Democrats have agreed to about $10 billion in cuts. Entitlement programs such as Medicaid and Medicare would not be affected in this round of cuts.

The Obama administration warned yesterday that a shutdown would threaten the recovery of the nation’s economy.

Small businesses would not be able to get federal loans, and the Federal Housing Administration would be unable to provide loan guarantees for new loans at the start of the spring home-buying season.

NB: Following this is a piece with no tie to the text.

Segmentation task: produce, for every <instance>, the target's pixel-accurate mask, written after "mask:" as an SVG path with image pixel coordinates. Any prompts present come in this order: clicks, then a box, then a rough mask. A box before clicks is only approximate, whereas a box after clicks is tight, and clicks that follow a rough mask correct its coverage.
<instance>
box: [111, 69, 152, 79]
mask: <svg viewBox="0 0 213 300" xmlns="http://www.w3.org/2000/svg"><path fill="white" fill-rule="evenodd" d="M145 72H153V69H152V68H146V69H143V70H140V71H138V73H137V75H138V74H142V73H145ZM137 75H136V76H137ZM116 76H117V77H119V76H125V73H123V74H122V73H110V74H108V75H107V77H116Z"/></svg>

That would hurt the housing market, according to senior administration officials who declined to be identified.

The Internal Revenue Service would still collect checks owed to the US Treasury, but they won’t have enough staff to process refunds for taxpayers filing returns on paper, officials said.

Members of the US military would continue to earn their salaries during a shutdown, but won’t receive paychecks until the Congress appropriates the money to pay the troops. A shutdown would also shutter 394 national parks covering 84 million acres of public land, including the Lowell National Historical Park, the John F. Kennedy birthplace in Brookline, and the Longfellow House in Cambridge.

Nationally, the loss of about 800,000 daily park visitors would cost parks and neighboring communities $32 million in lost revenue each day of a shutdown, said David Barna, National Parks spokesman, in an interview.

To help cities and towns prepare, US Senator John F. Kerry, the Massachusetts Democrat, has scheduled a conference call today with Bay State mayors. State and local governments may have to do more to help constituents while the federal government is operating with a greatly reduced staff, according to a statement from Kerry’s office.

Globe reporters Noah Bierman and Stephen Smith contributed to this report.